O contexto econômico e as mudanças desencadeadas nos países com economias maduras acabam servindo de modelo para os países em processo de desenvolvimento econômico e institucional. No Brasil, os problemas na governança das políticas de emprego, trabalho e renda (PETR), a crise de financiamento do Fundo de Amparo ao Trabalhador (FAT) e a baixa efetividade do sistema público de emprego (SPE – intermediação de mão de obra)levam ao crescente questionamento sobre mudanças provavelmente no sentido de maior flexibilidade, menor solidariedade e menor proteção social. A questão que se coloca é se a sólida institucionalização das políticas de emprego conseguirá manter suas estruturas fundamentais. No caso das SPE, a indagação está no motivo de sua baixa efetividade, e na configuração de tendências de mudanças.

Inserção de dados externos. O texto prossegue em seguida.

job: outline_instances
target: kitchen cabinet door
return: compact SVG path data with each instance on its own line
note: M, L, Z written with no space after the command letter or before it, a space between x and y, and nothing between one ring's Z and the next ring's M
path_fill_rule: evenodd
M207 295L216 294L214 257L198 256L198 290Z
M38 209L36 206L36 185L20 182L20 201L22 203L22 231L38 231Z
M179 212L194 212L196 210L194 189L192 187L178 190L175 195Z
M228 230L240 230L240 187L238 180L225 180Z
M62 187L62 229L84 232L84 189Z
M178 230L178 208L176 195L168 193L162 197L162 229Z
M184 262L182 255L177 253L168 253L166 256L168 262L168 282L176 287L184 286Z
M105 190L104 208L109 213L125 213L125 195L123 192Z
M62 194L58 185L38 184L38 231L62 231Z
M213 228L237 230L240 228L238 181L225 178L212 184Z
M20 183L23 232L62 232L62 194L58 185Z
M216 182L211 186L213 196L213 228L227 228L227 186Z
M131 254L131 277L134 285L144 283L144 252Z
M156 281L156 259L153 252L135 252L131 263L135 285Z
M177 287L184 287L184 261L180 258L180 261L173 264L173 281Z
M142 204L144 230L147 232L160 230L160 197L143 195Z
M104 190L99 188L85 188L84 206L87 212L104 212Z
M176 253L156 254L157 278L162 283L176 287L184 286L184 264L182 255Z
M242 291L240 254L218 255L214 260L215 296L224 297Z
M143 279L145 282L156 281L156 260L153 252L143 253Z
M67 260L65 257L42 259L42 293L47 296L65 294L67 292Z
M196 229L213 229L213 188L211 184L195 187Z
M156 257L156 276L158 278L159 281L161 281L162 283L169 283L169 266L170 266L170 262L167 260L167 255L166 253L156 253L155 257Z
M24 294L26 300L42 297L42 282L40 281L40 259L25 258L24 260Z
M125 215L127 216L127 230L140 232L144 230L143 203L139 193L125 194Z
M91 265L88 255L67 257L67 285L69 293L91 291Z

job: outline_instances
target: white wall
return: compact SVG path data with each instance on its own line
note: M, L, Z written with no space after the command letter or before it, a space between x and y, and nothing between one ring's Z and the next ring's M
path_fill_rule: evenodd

As políticas de trabalho (PETR) em países em desenvolvimento complementam de forma substantiva as políticas sociais; sabe-se que o mercado de trabalho é dependente da dinâmica
econômica, e nesses países as políticas necessitam tratar da complexa relação que envolve capital e trabalho e, ao mesmo tempo, enfrentar as desigualdades sociais e a exclusão econômica de parte importante de seus cidadãos. Sobreposto a isto, ocorrem movimentos cada vez mais acelerados do capitalismo globalizado, mudanças tecnológicas intensas e demandas por padrões materiais de vida, fruição de direitos e de expressão cultural.

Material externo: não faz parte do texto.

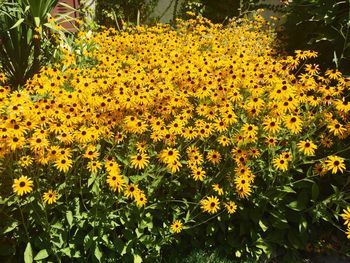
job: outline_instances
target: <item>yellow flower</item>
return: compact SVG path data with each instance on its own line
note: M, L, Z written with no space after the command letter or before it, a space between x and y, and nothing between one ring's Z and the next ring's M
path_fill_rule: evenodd
M288 170L288 161L284 159L283 156L276 157L273 159L272 163L273 166L278 170L281 170L283 172L286 172Z
M196 166L193 167L192 177L195 181L203 181L205 176L206 176L206 172L203 170L202 167L196 167Z
M28 167L33 163L33 158L29 155L22 156L21 159L19 159L18 164L22 167Z
M225 203L225 208L229 214L234 214L237 210L237 205L233 201L229 201L228 203Z
M118 173L111 172L107 176L107 184L115 192L121 192L125 188L124 178Z
M216 196L209 196L200 201L204 212L215 214L220 208L220 201Z
M146 153L139 152L131 156L131 165L136 169L144 169L149 164L149 156Z
M14 180L12 185L13 191L18 196L23 196L33 191L33 181L27 176L21 176L18 179Z
M146 205L147 203L147 197L146 195L140 190L138 194L136 194L135 196L135 201L136 201L136 205L138 207L143 207Z
M217 192L218 195L224 194L224 189L222 189L222 187L220 187L219 184L213 184L212 187L213 187L214 191Z
M338 156L328 156L325 162L327 170L332 171L332 174L336 174L338 170L343 173L345 170L344 160Z
M43 199L44 199L44 203L51 205L57 202L58 193L56 191L53 191L52 189L49 189L47 192L43 194Z
M207 154L207 159L212 164L219 164L221 161L221 154L218 151L210 150Z
M299 150L302 151L307 156L314 155L315 150L317 149L316 144L314 144L310 140L300 141L297 145Z
M60 158L55 161L54 166L60 171L60 172L68 172L69 169L72 167L73 161L68 158Z
M99 169L101 169L102 167L102 163L99 161L94 161L91 160L88 164L87 164L87 168L90 172L92 173L96 173Z
M182 225L182 222L180 220L175 220L171 226L170 226L170 229L172 232L178 234L182 231L183 229L183 225Z
M135 184L129 184L124 191L124 196L127 198L136 198L139 194L140 189Z
M174 163L179 160L180 153L177 149L168 147L160 152L159 158L164 163Z
M350 207L343 209L343 214L340 214L340 216L345 220L344 225L347 225L350 227Z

As soluções não podem ser demoradas, a rapidez das mudanças materiais e culturais demanda do Estado ações que ao mesmo tempo transcendentais, devem ser práticas, coordenadas e exequíveis. A fase moderna das PETR no Brasil origina-se no estado corporativista da Era Vargas, cujo objetivo foi evitar conflitos sociais e controlar as relações capital/trabalho. Em larga medida as relações capital/trabalho (industrial relations) no país ainda são pautadas pela legislação daquele período. A Constituição de 1988, notável pela ampliação de direitos à cidadania, possibilitou a organização adicional de ampla rede de proteção social, de combate à pobreza e da desigualdade no país, inclusive da nova estruturação das PETR, mas a continuidade em relação à herança varguista de inserção tutelada e corporativa é predominante, mesmo em contexto global que exige reformas e mudanças institucionais. As mudanças ou reformas trabalhistas no Brasil acontecem sob o paradigma da continuidade, esta é a forte característica das reformas trabalhistas brasileiras no século XX.

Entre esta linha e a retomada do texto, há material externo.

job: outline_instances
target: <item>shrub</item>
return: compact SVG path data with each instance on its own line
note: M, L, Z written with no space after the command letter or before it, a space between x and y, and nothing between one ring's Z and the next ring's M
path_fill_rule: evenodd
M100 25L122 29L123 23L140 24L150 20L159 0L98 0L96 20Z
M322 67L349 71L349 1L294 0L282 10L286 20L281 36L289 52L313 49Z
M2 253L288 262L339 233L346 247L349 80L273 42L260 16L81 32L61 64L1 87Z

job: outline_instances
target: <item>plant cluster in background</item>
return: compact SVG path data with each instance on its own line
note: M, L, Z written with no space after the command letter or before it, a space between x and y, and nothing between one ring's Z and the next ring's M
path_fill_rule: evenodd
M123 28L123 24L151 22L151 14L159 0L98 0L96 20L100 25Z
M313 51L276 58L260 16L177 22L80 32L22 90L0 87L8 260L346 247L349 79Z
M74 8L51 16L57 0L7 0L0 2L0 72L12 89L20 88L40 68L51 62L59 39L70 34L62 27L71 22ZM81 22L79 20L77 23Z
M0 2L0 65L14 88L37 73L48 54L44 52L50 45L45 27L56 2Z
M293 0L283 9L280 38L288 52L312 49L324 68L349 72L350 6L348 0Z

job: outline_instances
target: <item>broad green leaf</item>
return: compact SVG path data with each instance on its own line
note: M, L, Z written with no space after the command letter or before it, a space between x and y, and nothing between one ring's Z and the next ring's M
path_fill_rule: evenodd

Utilizando-se de um ‘otimismo crítico’, Marinho (2014) sugere que as reformas trabalhistas não devem abrir mão de princípios civilizatórios e humanísticos transcendentais, mesmo em face de fortes constrangimentos econômicos globais. O Brasil foi capaz de diminuir a desigualdade de renda neste século. O fator determinante foram as políticas sociais em interface com as políticas do mercado de trabalho (PETR). Para continuar reduzindo a desigualdade de renda e a desigualdade social que assombram o país, pois ainda muito altas, é fundamental incrementar e fortificar o Sistema Público de Emprego, não limitá-lo como sugerem os manuais de reformas que focam a flexibilização e a austeridade.

Texto de MARINHO, D.“ ‘Decoupling’ in Labour market policies and the governance failure: explaining the paradox of the unemployment insurance program in Brazil”, Amsterdam: UvA/AIAS, 2014. Tradução e comentário de Lorena Ferraz C. Gonçalves – Socióloga, mestre em Ciências Sociais (UnB).